Texas is taking serious steps toward using predictive data analytics, or “big data,” to prevent child deaths due to abuse and neglect.
Not only are state officials finally catching on that child maltreatment is a public health issue, there are three new state-led efforts to curtail child deaths and maltreatment by using data to pinpoint specific warning signs at different community levels.
Texas is following in the footsteps of California, which has already begun to use big data to reform child welfare and is slowly integrating groundbreaking research that links childhood trauma and negative experiences to a greater likelihood of adult social and health problems.
Two state agencies, the Department of Family and Protective Services and the Department of State Health Services, teamed up last April to analyze three years’ data from each department. In early March, the departments released a report of their findings and indicated they have plans in the works to target prevention, intervention and education programs in the state’s most needed areas.

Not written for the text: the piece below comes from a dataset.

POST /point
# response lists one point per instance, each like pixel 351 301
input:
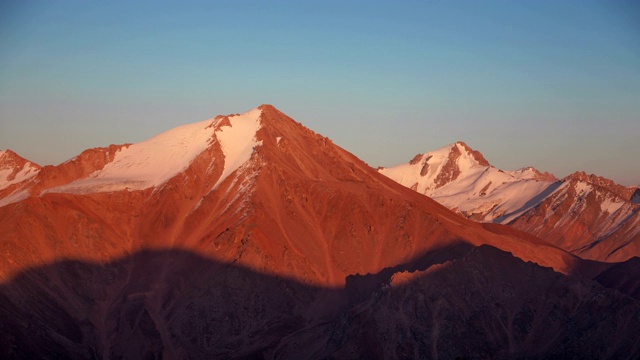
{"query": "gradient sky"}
pixel 551 84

The report, named the “Strategic Plan to Reduce Child Abuse and Neglect Fatalities,” compared child abuse fatality data with public health information between 2010 and 2012. Researchers looked at birth and death certificates and matched those to other factors like parental income, benefits, level of parental education, crime, and health.
“This report … is a milestone for child abuse prevention in Texas,” said Sasha Rasco, director of prevention and early intervention for the Department of Family and Protective Services, in a department press release. “Building upon past research connecting adverse childhood experiences to health outcomes in adults, we finally can see child abuse as a public health issue, and a community problem that can only be attacked with community solutions.”